Summary
American Express Company (AXP) reported a significant decline in net income for the three and six months ended June 30, 2001, compared to the same periods in 2000. This decrease was largely driven by substantial pre-tax losses of $182 million in Q1 2001 and $826 million in Q2 2001 from the write-down and sale of certain high-yield securities. Excluding these charges, the company's underlying performance showed a more modest decline, with net revenues on a managed basis declining slightly for the quarter but remaining down for the six-month period. The company also announced plans for significant reengineering initiatives, including job reductions, which will result in a substantial restructuring charge in the third quarter of 2001. Despite the overall decline in profitability, the Travel Related Services segment showed modest net income growth, driven by increases in cards in force and billed business volumes, although travel revenues and spending per cardmember declined.
Key Highlights
- 1Net income for Q2 2001 declined by 76% to $178 million ($0.13 per diluted share) from $740 million ($0.54 per diluted share) in Q2 2000.
- 2Six-month net income fell 49% to $716 million ($0.53 per diluted share) from $1,396 million ($1.03 per diluted share) in the prior year.
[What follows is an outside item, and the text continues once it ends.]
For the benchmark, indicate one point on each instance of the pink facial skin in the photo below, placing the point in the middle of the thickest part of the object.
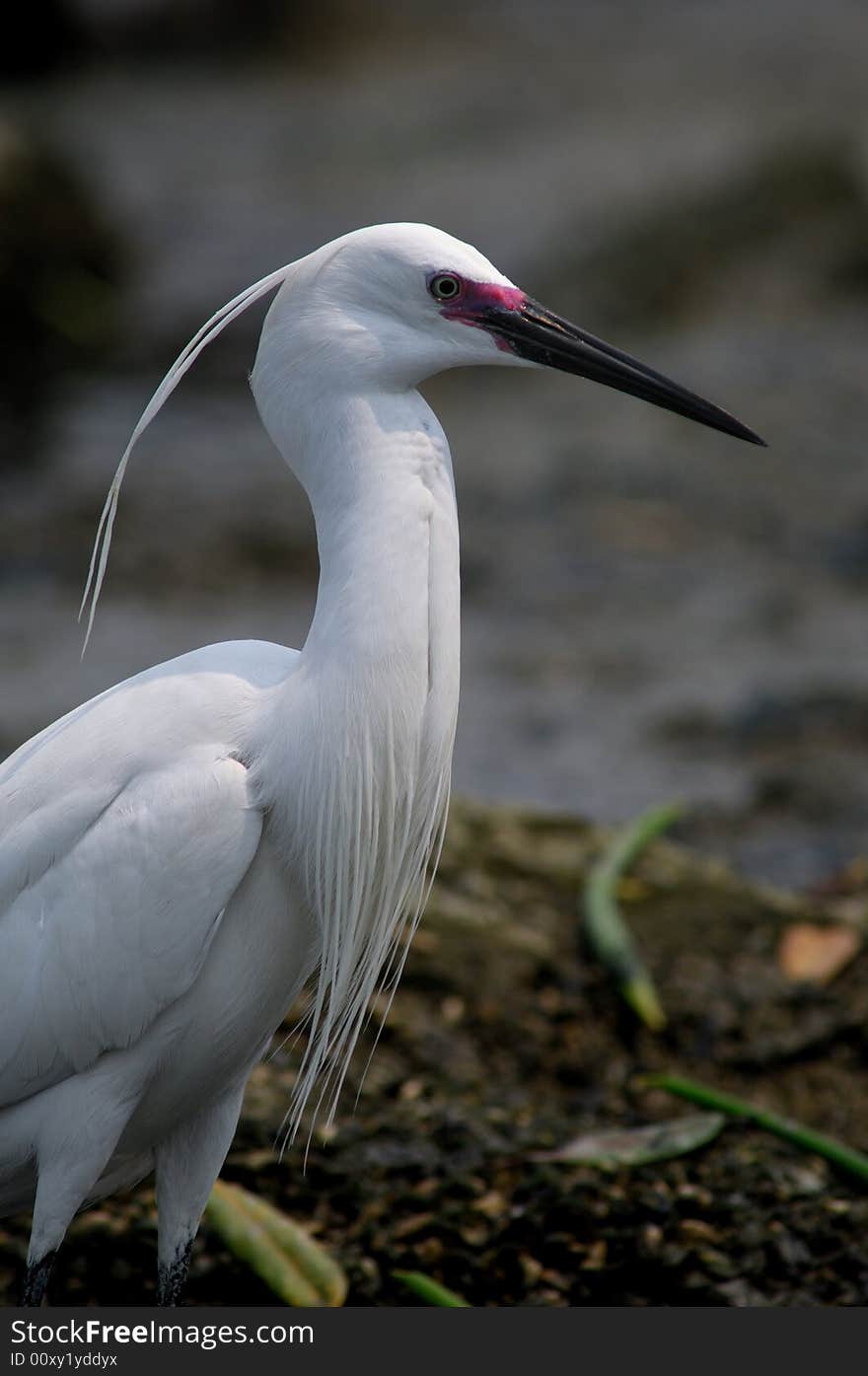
(477, 298)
- 3Significant pre-tax losses of $826 million were incurred in Q2 2001 related to the write-down and sale of high-yield securities, impacting AEFA's results.
- 4Travel Related Services (TRS) segment demonstrated resilience with net income increasing 3% for Q2 and 9% for the six months, on managed basis revenue growth of 6% and 7% respectively.
- 5The company is undertaking significant reengineering initiatives, including 4,000-5,000 job reductions, expected to result in a $310-$370 million restructuring charge in Q3 2001.
- 6Total assets decreased slightly to $152.2 billion as of June 30, 2001, from $154.4 billion as of December 31, 2000.
- 7The company anticipates a reduction in share repurchases for the remainder of 2001 due to the negative capital generation impact of the high-yield losses.